Reputation: 3179
I am using spark-sql 2.4.1 , spark-cassandra-connector_2.11-2.4.1.jar and java8. I have a situation , for auditing purpose I need to calculate the table row count of C* table. I have around 2 billion records in my C* table.
To count rows I tried both ways as shown below .
public static Long getColumnFamilyCountJavaApi(SparkSession spark,String keyspace, String columnFamilyName) throws IOException{
JavaSparkContext sc = new JavaSparkContext(spark.sparkContext());
return javaFunctions(sc).cassandraTable(keyspace, columnFamilyName).cassandraCount();
}
public static Long getColumnFamilyCount(SparkSession spark,String keyspace, String columnFamilyName) throws IOException{
return spark
.read()
.format("org.apache.spark.sql.cassandra")
.option("table", columnFamilyName)
.option("keyspace",keyspace )
.load().count();
}
But both ways resulting the same error.
Caused by: com.datastax.driver.core.exceptions.ReadFailureException: Cassandra failure during read query at consistency LOCAL_QUORUM (2 responses were required but only 0 replica responded, 2 failed)
at com.datastax.driver.core.exceptions.ReadFailureException.copy(ReadFailureException.java:85)
com.datastax.driver.core.DefaultResultSetFuture.getUninterruptibly(DefaultResultSetFuture.java:245)
at com.datastax.spark.connector.cql.DefaultScanner.scan(Scanner.scala:34)

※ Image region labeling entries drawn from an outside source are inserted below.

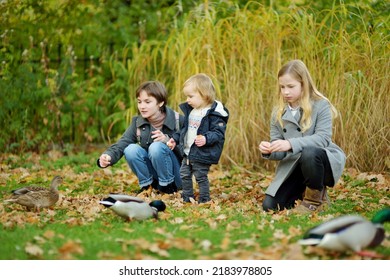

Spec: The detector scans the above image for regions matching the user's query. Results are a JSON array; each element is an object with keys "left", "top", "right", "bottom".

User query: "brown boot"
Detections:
[{"left": 293, "top": 187, "right": 330, "bottom": 214}]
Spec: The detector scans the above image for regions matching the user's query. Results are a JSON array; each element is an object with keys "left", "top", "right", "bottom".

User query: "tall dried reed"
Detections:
[{"left": 121, "top": 1, "right": 390, "bottom": 172}]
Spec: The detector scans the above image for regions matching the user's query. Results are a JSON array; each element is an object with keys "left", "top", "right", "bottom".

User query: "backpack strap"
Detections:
[
  {"left": 135, "top": 117, "right": 141, "bottom": 144},
  {"left": 175, "top": 111, "right": 180, "bottom": 131}
]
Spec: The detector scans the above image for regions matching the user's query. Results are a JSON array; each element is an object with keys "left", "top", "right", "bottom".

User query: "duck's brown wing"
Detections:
[{"left": 12, "top": 185, "right": 47, "bottom": 195}]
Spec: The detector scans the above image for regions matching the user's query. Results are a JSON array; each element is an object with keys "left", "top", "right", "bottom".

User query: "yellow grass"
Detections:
[{"left": 120, "top": 1, "right": 390, "bottom": 172}]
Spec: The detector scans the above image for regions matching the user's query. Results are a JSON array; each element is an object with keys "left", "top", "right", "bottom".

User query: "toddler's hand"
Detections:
[
  {"left": 167, "top": 138, "right": 176, "bottom": 150},
  {"left": 259, "top": 141, "right": 271, "bottom": 154},
  {"left": 99, "top": 154, "right": 111, "bottom": 167}
]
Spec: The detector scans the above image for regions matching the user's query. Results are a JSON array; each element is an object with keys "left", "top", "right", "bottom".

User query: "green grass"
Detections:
[{"left": 0, "top": 151, "right": 390, "bottom": 260}]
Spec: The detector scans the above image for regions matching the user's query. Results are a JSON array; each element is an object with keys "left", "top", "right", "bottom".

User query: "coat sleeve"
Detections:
[
  {"left": 204, "top": 115, "right": 226, "bottom": 146},
  {"left": 288, "top": 100, "right": 332, "bottom": 154},
  {"left": 262, "top": 111, "right": 288, "bottom": 160},
  {"left": 100, "top": 117, "right": 137, "bottom": 165}
]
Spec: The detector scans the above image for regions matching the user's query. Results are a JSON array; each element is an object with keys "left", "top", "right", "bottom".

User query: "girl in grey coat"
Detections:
[{"left": 259, "top": 60, "right": 346, "bottom": 214}]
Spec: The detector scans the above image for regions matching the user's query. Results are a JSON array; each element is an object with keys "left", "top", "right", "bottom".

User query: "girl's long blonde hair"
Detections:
[{"left": 276, "top": 59, "right": 337, "bottom": 132}]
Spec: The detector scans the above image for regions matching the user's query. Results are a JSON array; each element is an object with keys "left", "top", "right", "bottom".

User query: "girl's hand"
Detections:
[
  {"left": 167, "top": 138, "right": 176, "bottom": 150},
  {"left": 99, "top": 154, "right": 111, "bottom": 167},
  {"left": 194, "top": 135, "right": 206, "bottom": 147},
  {"left": 269, "top": 140, "right": 291, "bottom": 153},
  {"left": 259, "top": 141, "right": 271, "bottom": 155},
  {"left": 152, "top": 130, "right": 168, "bottom": 143}
]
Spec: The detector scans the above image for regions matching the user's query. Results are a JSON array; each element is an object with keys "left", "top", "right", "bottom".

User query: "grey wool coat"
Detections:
[{"left": 262, "top": 99, "right": 346, "bottom": 196}]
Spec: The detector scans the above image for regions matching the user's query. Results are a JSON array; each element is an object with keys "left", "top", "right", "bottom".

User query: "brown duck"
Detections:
[{"left": 5, "top": 176, "right": 62, "bottom": 211}]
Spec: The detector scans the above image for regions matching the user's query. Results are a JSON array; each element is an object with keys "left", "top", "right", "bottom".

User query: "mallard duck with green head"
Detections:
[
  {"left": 299, "top": 208, "right": 390, "bottom": 256},
  {"left": 99, "top": 194, "right": 166, "bottom": 221},
  {"left": 5, "top": 176, "right": 63, "bottom": 211}
]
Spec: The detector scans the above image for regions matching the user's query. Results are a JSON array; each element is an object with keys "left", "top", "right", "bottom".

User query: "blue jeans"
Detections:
[{"left": 123, "top": 142, "right": 181, "bottom": 189}]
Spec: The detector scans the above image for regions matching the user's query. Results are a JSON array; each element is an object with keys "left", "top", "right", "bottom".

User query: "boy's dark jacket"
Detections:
[
  {"left": 172, "top": 101, "right": 229, "bottom": 164},
  {"left": 97, "top": 107, "right": 184, "bottom": 167}
]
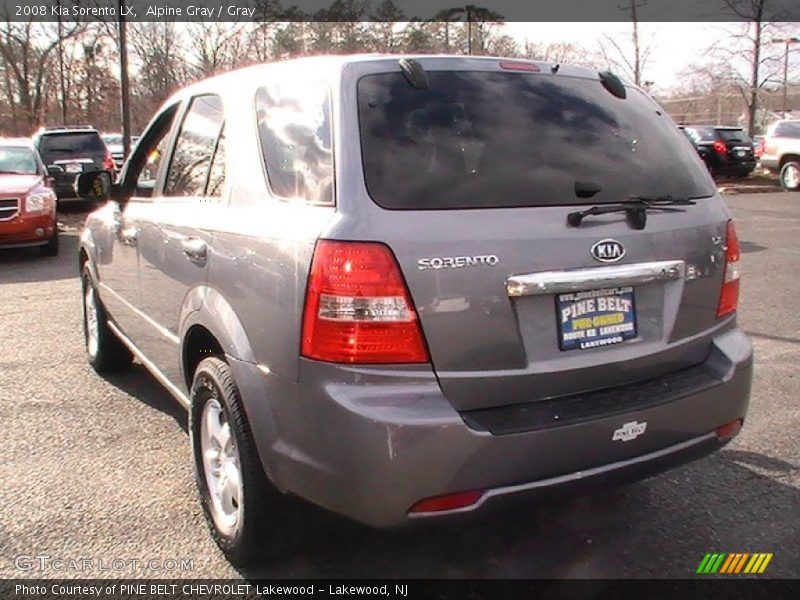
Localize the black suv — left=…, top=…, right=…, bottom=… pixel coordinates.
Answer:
left=681, top=125, right=756, bottom=177
left=34, top=127, right=114, bottom=200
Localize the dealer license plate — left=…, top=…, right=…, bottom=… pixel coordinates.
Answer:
left=556, top=287, right=636, bottom=350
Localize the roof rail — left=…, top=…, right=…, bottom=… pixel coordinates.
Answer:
left=42, top=125, right=95, bottom=131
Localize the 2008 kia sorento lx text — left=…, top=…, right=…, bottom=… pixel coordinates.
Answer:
left=73, top=56, right=752, bottom=563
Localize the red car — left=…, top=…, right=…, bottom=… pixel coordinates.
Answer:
left=0, top=138, right=58, bottom=256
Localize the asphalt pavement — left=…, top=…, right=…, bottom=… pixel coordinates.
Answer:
left=0, top=193, right=800, bottom=578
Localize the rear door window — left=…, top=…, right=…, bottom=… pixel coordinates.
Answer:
left=256, top=80, right=333, bottom=205
left=39, top=132, right=106, bottom=160
left=164, top=95, right=224, bottom=197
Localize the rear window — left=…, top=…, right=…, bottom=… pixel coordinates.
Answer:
left=0, top=146, right=38, bottom=175
left=717, top=129, right=753, bottom=144
left=686, top=127, right=717, bottom=142
left=358, top=71, right=714, bottom=209
left=773, top=121, right=800, bottom=138
left=39, top=132, right=106, bottom=154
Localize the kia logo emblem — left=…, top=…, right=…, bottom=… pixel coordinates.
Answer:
left=592, top=240, right=625, bottom=262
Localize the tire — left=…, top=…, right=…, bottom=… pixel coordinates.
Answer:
left=39, top=230, right=59, bottom=256
left=778, top=160, right=800, bottom=192
left=81, top=263, right=133, bottom=373
left=189, top=357, right=277, bottom=566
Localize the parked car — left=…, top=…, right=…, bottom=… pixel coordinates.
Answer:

at com.datastax.spark.connector.rdd.CassandraTableScanRDD.com$datastax$spark$connector$rdd$CassandraTableScanRDD$$fetchTokenRange(CassandraTableScanRDD.scala:342)
How to handle this scenario?
Upvotes: 0
Views: 614
Reputation: 2158
That error stack is a read timeout to the nodes. This could actually be due to a number of reasons. Rather than answer this particular error, I'm going to answer in the context of what your end goal is here.
You are trying to count rows in a table in Cassandra.
While this isn't an unreasonable request, for Cassandra this is a bit of a tricky topic. This is because counting is cluster wide. See this rather good blog article on why this is so.
I can see you're using spark here so you are likely already aware that counting in CQLSH can be expensive. You might want to have a look at the academy video here for cassandraCount
also see the spark connector docs
You might also be interested in the DSbulk tool . I've used this tool successfully for a number of things from large data migrations to small jobs like counts etc. See the DSbulk docs here
Hope this helps some!
Upvotes: 3